Potential feature: Support rowspan in table rendering
Nice library thanks!
Have you thought about implementing "rowspan" in tables?
Example:
<table>
<tr>
<td>Top left</td>
<td rowspan="2">Whole right</td>
</tr>
<tr>
<td>Bottom left</td>
</tr>
<table>
I would imagine RenderTable gets quite a bit more complicated to handle rowspan & colspan.
This is just something that hasn't come up - I'll have a look when I get a bit of time. Out of interest do you have a particular need or use case, or is this more of a nice to have?
Hi @jugglerchris,
I am looking at a doc pre-processing pipeline to feed LLMs to extract structured data.
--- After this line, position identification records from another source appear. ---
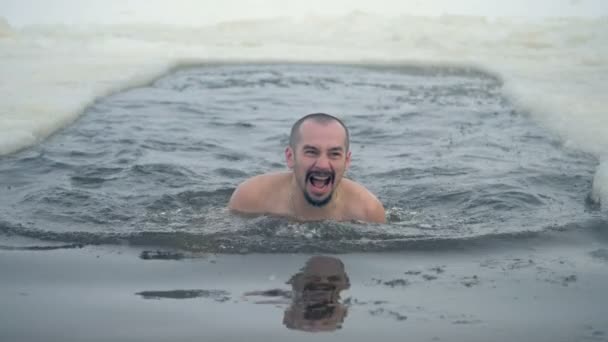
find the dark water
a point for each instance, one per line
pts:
(448, 155)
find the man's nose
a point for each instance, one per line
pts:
(323, 162)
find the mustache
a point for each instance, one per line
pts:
(320, 173)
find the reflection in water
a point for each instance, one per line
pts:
(316, 289)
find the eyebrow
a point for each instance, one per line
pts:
(333, 149)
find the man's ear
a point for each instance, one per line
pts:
(290, 157)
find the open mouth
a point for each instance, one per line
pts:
(320, 180)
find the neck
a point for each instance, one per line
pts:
(301, 209)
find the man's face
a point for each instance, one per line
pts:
(319, 160)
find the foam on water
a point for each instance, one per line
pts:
(556, 69)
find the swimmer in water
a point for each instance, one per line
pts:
(314, 189)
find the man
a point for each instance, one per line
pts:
(318, 155)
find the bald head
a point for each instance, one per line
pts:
(320, 118)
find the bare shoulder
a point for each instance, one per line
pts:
(368, 205)
(252, 195)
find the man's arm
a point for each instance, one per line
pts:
(245, 198)
(375, 211)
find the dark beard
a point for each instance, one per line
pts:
(316, 203)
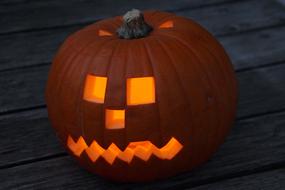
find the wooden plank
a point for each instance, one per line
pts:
(273, 180)
(40, 46)
(246, 50)
(261, 91)
(254, 143)
(57, 13)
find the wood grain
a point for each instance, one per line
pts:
(40, 46)
(253, 143)
(21, 17)
(252, 33)
(274, 180)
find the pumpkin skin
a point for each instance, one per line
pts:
(195, 94)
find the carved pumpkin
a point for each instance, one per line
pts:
(141, 97)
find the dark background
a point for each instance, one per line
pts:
(252, 32)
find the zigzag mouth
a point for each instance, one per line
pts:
(140, 149)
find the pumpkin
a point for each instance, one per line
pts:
(141, 97)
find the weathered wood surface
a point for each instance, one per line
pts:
(254, 143)
(274, 180)
(252, 33)
(42, 15)
(224, 19)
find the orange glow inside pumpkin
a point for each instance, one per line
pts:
(140, 90)
(167, 24)
(95, 88)
(140, 149)
(115, 119)
(104, 33)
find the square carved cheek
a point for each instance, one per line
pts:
(140, 91)
(114, 119)
(95, 88)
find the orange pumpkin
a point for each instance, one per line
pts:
(141, 97)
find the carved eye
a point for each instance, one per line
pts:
(140, 91)
(167, 24)
(94, 89)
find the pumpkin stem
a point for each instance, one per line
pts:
(133, 26)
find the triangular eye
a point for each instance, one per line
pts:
(104, 33)
(167, 24)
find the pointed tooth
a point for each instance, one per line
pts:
(143, 152)
(94, 151)
(78, 147)
(127, 155)
(111, 153)
(171, 148)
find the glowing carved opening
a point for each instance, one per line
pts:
(95, 88)
(140, 91)
(115, 119)
(140, 149)
(167, 24)
(104, 33)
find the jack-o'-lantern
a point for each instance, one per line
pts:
(141, 97)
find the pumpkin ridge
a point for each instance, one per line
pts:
(79, 108)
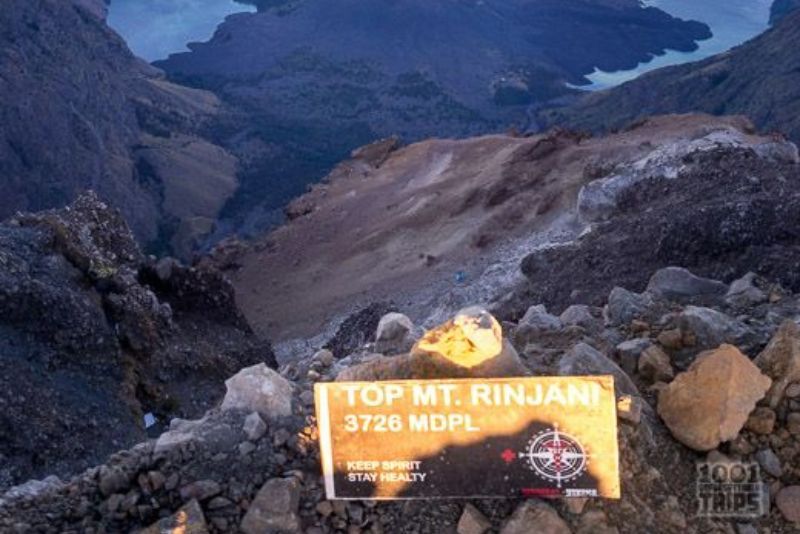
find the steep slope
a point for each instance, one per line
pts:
(80, 111)
(319, 78)
(760, 79)
(441, 223)
(93, 335)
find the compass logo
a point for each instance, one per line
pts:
(555, 456)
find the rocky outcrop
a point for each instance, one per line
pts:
(92, 339)
(237, 470)
(104, 120)
(313, 80)
(758, 79)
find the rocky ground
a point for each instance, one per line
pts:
(94, 335)
(704, 371)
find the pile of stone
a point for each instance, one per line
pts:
(704, 372)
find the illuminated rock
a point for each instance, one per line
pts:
(711, 401)
(259, 389)
(780, 360)
(189, 520)
(469, 345)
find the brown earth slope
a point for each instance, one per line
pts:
(401, 225)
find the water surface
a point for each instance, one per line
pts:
(732, 22)
(155, 29)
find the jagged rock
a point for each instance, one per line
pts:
(537, 318)
(324, 357)
(761, 421)
(712, 328)
(744, 293)
(200, 490)
(628, 353)
(395, 334)
(671, 339)
(260, 389)
(581, 315)
(780, 360)
(788, 502)
(469, 345)
(630, 409)
(677, 283)
(793, 423)
(769, 462)
(711, 401)
(189, 519)
(275, 508)
(624, 306)
(535, 516)
(654, 365)
(254, 427)
(472, 521)
(583, 360)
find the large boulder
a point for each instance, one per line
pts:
(259, 389)
(274, 509)
(780, 360)
(712, 328)
(711, 401)
(677, 283)
(583, 360)
(469, 345)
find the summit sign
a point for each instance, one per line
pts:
(542, 436)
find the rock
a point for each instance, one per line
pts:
(275, 508)
(470, 345)
(472, 521)
(535, 516)
(395, 334)
(629, 409)
(324, 356)
(793, 423)
(113, 481)
(788, 502)
(260, 389)
(254, 427)
(780, 360)
(624, 306)
(585, 360)
(712, 328)
(188, 519)
(628, 353)
(654, 365)
(743, 293)
(671, 339)
(537, 318)
(761, 421)
(711, 401)
(581, 315)
(769, 462)
(200, 490)
(677, 283)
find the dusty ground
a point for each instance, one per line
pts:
(401, 230)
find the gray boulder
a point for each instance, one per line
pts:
(624, 306)
(275, 508)
(259, 389)
(677, 283)
(585, 360)
(743, 292)
(712, 328)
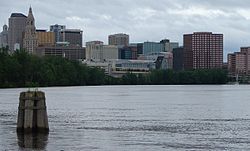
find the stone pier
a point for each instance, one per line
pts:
(32, 113)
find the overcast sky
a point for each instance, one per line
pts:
(143, 20)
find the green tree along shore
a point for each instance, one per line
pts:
(24, 70)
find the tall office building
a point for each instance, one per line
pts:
(30, 38)
(17, 24)
(119, 40)
(57, 30)
(72, 36)
(178, 59)
(239, 62)
(169, 46)
(203, 50)
(45, 38)
(4, 37)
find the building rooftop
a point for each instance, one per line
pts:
(18, 15)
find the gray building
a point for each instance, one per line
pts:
(72, 36)
(71, 53)
(57, 30)
(17, 24)
(169, 46)
(119, 40)
(178, 59)
(4, 37)
(152, 47)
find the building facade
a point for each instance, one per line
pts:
(119, 40)
(71, 53)
(178, 59)
(96, 51)
(239, 62)
(203, 50)
(30, 38)
(128, 52)
(17, 24)
(72, 36)
(57, 30)
(4, 37)
(45, 38)
(152, 47)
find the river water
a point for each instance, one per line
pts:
(135, 118)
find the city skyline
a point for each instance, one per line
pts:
(144, 20)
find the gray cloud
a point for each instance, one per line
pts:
(142, 19)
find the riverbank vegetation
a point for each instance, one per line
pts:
(24, 70)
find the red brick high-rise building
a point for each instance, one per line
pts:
(203, 50)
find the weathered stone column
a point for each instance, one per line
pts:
(32, 113)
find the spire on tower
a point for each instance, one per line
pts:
(30, 10)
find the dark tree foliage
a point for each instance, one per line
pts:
(24, 70)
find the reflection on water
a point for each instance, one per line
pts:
(146, 118)
(32, 141)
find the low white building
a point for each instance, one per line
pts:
(96, 51)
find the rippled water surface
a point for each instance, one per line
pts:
(135, 118)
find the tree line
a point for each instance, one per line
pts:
(24, 70)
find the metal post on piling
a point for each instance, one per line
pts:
(32, 113)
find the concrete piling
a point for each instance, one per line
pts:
(32, 113)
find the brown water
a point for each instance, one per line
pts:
(135, 118)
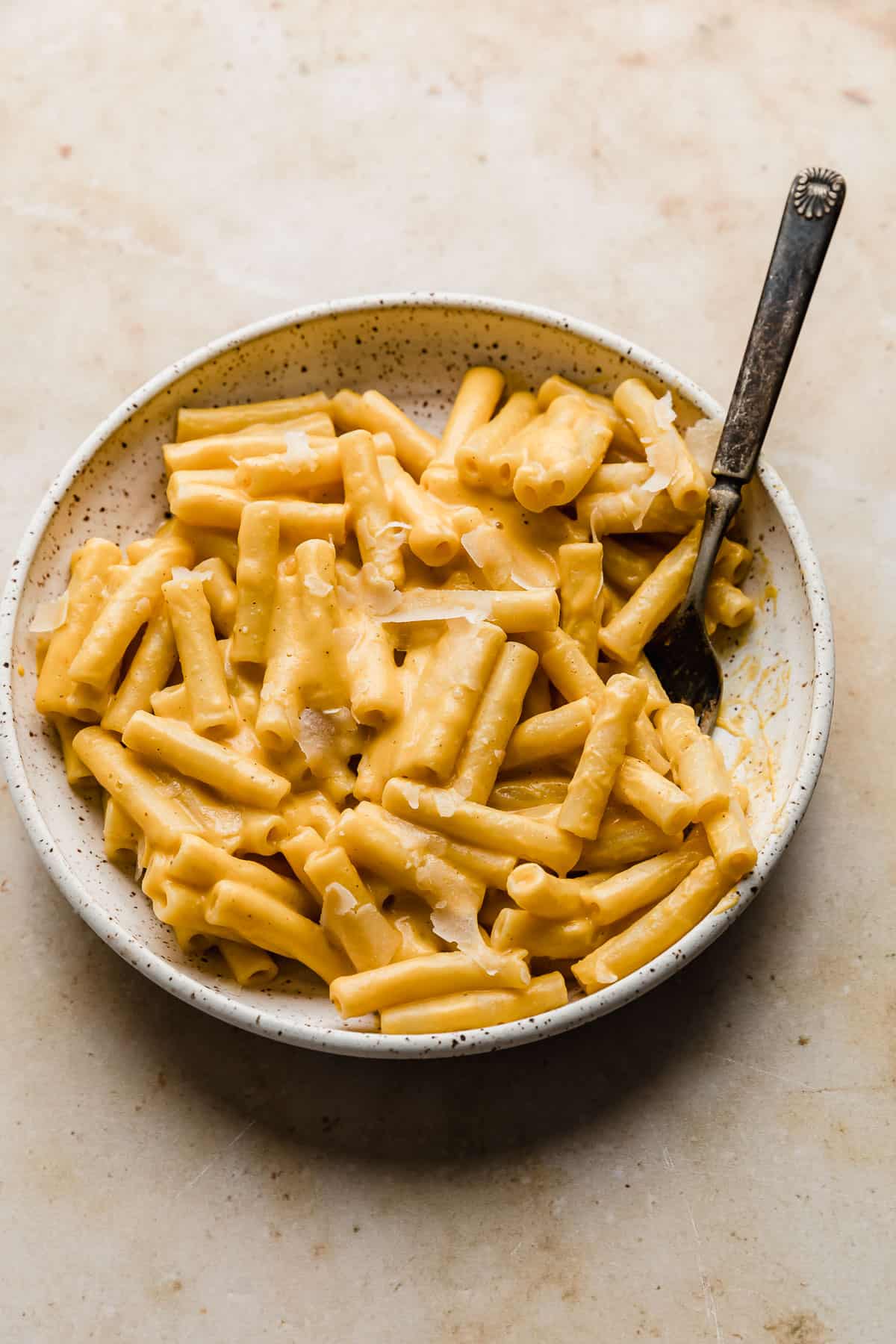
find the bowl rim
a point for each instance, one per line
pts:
(484, 1039)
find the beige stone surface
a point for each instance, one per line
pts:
(716, 1162)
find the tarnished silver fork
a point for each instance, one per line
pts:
(680, 651)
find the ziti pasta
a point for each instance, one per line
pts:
(378, 702)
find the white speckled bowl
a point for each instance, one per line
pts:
(780, 678)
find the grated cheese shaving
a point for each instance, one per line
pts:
(664, 411)
(340, 898)
(447, 803)
(703, 441)
(299, 450)
(50, 615)
(467, 605)
(461, 927)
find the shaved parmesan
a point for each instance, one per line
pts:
(488, 550)
(664, 413)
(340, 898)
(447, 803)
(703, 441)
(49, 616)
(662, 458)
(461, 604)
(462, 929)
(316, 732)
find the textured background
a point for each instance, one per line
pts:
(716, 1162)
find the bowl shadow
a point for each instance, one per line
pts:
(429, 1113)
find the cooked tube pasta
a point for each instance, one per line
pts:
(250, 967)
(494, 722)
(473, 458)
(541, 841)
(561, 450)
(474, 1008)
(659, 799)
(402, 855)
(729, 840)
(422, 977)
(602, 757)
(134, 788)
(230, 420)
(58, 691)
(171, 744)
(371, 514)
(477, 396)
(729, 605)
(664, 445)
(77, 772)
(124, 612)
(200, 662)
(447, 700)
(415, 447)
(220, 593)
(655, 932)
(581, 594)
(370, 695)
(622, 432)
(548, 735)
(264, 921)
(650, 604)
(349, 914)
(435, 529)
(555, 939)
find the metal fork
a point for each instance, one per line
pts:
(680, 651)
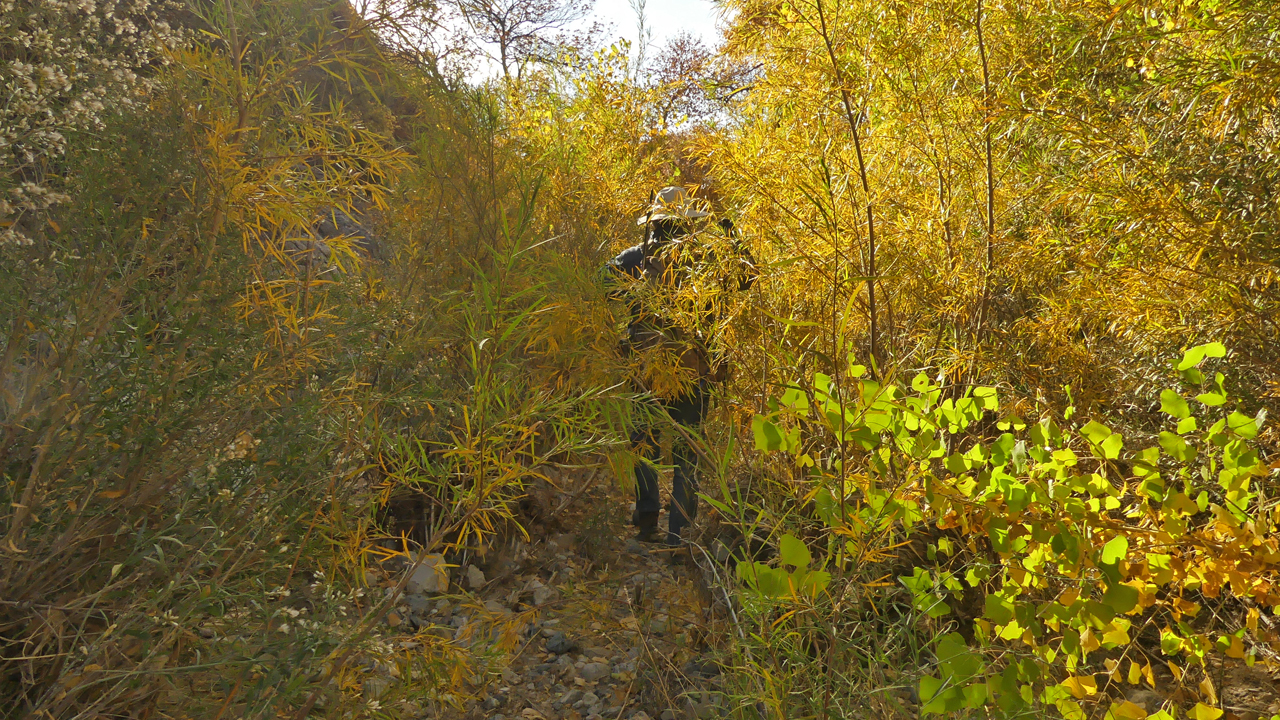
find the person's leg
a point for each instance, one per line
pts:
(684, 488)
(648, 502)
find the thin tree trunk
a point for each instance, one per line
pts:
(991, 178)
(851, 117)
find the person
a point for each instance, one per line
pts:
(668, 282)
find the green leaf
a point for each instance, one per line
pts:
(976, 696)
(1211, 399)
(1115, 550)
(794, 551)
(1242, 425)
(929, 687)
(1096, 432)
(999, 609)
(1176, 447)
(1174, 404)
(987, 397)
(796, 400)
(810, 583)
(1194, 355)
(768, 437)
(763, 579)
(1111, 446)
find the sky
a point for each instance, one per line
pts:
(666, 18)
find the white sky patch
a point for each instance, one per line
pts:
(664, 18)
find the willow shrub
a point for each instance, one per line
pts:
(1064, 560)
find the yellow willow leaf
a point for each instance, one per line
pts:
(1237, 648)
(1088, 641)
(1116, 634)
(1082, 686)
(1129, 711)
(1206, 689)
(1203, 712)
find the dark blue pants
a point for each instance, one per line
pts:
(686, 410)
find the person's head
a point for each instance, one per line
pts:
(668, 228)
(672, 214)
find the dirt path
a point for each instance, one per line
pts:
(590, 623)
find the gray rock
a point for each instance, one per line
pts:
(658, 624)
(419, 604)
(430, 577)
(544, 595)
(704, 668)
(560, 643)
(375, 688)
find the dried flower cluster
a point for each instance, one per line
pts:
(63, 65)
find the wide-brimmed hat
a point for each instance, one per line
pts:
(672, 201)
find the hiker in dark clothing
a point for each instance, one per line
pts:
(667, 276)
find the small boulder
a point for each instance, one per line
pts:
(430, 577)
(375, 688)
(419, 604)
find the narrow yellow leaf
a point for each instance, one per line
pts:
(1129, 711)
(1205, 712)
(1082, 687)
(1206, 688)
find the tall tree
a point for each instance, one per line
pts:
(524, 30)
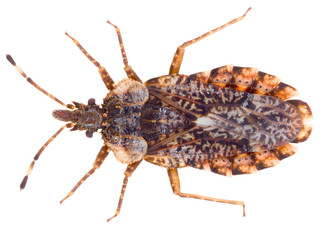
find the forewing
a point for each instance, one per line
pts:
(222, 122)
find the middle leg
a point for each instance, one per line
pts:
(127, 68)
(128, 173)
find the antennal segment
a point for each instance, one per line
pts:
(31, 166)
(18, 68)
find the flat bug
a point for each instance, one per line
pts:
(230, 120)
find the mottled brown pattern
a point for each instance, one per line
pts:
(216, 128)
(230, 120)
(249, 80)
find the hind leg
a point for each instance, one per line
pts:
(175, 184)
(178, 57)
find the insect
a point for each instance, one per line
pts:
(230, 120)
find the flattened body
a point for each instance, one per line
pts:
(190, 122)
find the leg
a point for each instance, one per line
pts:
(127, 68)
(175, 183)
(98, 162)
(108, 81)
(178, 57)
(31, 166)
(128, 173)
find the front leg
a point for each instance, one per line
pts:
(98, 162)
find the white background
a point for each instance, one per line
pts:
(284, 38)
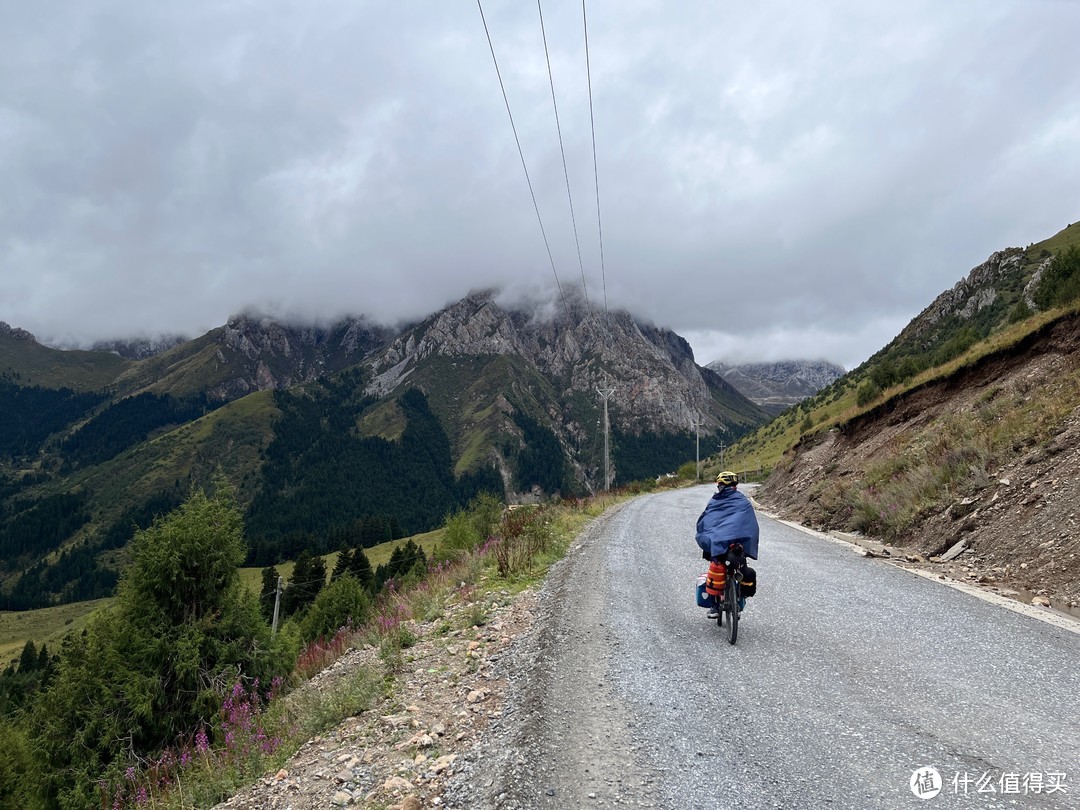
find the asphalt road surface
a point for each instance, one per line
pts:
(851, 679)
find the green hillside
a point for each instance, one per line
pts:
(955, 347)
(29, 363)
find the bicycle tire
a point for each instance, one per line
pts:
(731, 608)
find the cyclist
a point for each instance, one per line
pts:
(728, 520)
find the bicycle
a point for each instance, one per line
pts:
(728, 603)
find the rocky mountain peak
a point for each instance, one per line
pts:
(577, 347)
(139, 348)
(779, 385)
(968, 296)
(16, 333)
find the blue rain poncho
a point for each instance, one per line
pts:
(728, 517)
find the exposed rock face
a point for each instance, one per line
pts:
(778, 386)
(658, 386)
(139, 348)
(269, 355)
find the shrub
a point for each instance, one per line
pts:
(342, 602)
(867, 392)
(1061, 281)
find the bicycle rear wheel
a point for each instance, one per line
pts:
(731, 608)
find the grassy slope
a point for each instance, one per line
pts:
(189, 368)
(228, 439)
(766, 446)
(49, 625)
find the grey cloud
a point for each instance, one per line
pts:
(786, 174)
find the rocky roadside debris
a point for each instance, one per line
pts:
(446, 689)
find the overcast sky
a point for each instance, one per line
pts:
(777, 179)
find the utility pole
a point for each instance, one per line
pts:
(697, 453)
(605, 393)
(277, 605)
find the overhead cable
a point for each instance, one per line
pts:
(522, 156)
(592, 121)
(562, 149)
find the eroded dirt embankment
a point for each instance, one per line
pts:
(1016, 509)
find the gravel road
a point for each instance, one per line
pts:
(850, 676)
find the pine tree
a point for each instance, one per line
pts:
(28, 661)
(360, 566)
(342, 566)
(269, 592)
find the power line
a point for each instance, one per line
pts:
(562, 149)
(592, 121)
(522, 156)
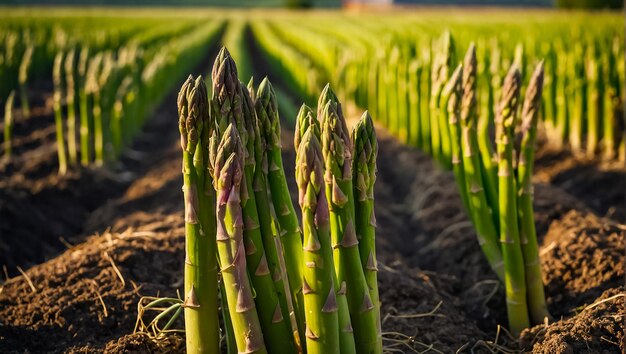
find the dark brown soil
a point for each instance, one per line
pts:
(601, 185)
(437, 291)
(598, 328)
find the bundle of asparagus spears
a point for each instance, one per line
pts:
(284, 287)
(497, 190)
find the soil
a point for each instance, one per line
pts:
(125, 233)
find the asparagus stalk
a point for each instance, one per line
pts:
(118, 118)
(425, 113)
(514, 275)
(363, 179)
(83, 96)
(528, 235)
(276, 329)
(91, 87)
(611, 104)
(269, 231)
(228, 171)
(338, 153)
(320, 299)
(201, 324)
(58, 111)
(290, 235)
(488, 157)
(305, 121)
(563, 95)
(595, 91)
(452, 99)
(444, 132)
(577, 73)
(346, 333)
(414, 92)
(8, 124)
(479, 209)
(24, 68)
(70, 100)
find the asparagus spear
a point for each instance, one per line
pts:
(24, 68)
(489, 160)
(480, 212)
(8, 124)
(276, 329)
(320, 299)
(290, 234)
(58, 112)
(579, 101)
(528, 235)
(363, 179)
(228, 174)
(514, 276)
(71, 105)
(305, 121)
(595, 91)
(445, 63)
(269, 230)
(451, 96)
(83, 96)
(338, 153)
(346, 333)
(201, 325)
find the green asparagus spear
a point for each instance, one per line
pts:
(363, 179)
(58, 111)
(8, 124)
(514, 275)
(24, 69)
(201, 324)
(451, 96)
(70, 83)
(479, 209)
(276, 328)
(338, 153)
(228, 171)
(320, 299)
(290, 235)
(528, 235)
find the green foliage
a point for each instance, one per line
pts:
(590, 4)
(299, 3)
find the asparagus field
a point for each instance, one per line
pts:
(413, 181)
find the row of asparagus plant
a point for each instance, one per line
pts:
(405, 65)
(285, 286)
(30, 50)
(102, 99)
(493, 177)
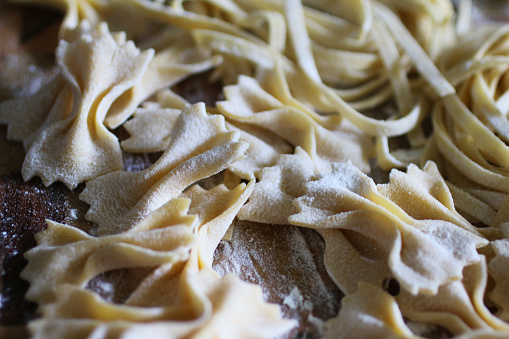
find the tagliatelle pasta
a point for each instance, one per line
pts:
(316, 96)
(201, 304)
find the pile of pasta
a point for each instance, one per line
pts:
(317, 95)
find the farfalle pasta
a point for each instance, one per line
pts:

The source DOCX have work procedures in them, which are typically laid out in nested tables with merged cells to support the grouping and layout.
The original plan was DOCX -> Markdown via pandoc, but nested tables break badly as Markdown (take your pick of flavour) doesn't really support them.
So I looked at DOCX -> HTML via pandoc (tables come through very nicely) and was then looking at converting this to text to make it easier for the LLM to digest. Rowspan has semantic meaning in terms of grouping information to be extracted so I wanted to preserve this if possible.
At the moment I'm investigating feeding the LLM the HTML directly. It has some advantages over text (e.g. tagging each node with an id so you can get the LLM to definitively tell you how it made stuff up), but without a lot of post processing (stripping styling, combining spans/strongs etc) the display for user review can be pretty nasty compared with the plain-text, fixed width output generated from html2text.
TLDR; No particular need with the current alternative approach, but hopefully the original use case makes sense. If it was available I'd definitely look at improving my UI!
BTW - I came across your library through @fuelen's Elixir bindings at https://github.com/fuelen/html2text
I believe I've now got rowspan working reasonably in #239 . There will likely be some strange edge cases that don't work well, but a few slightly awkward examples work as I'd expect!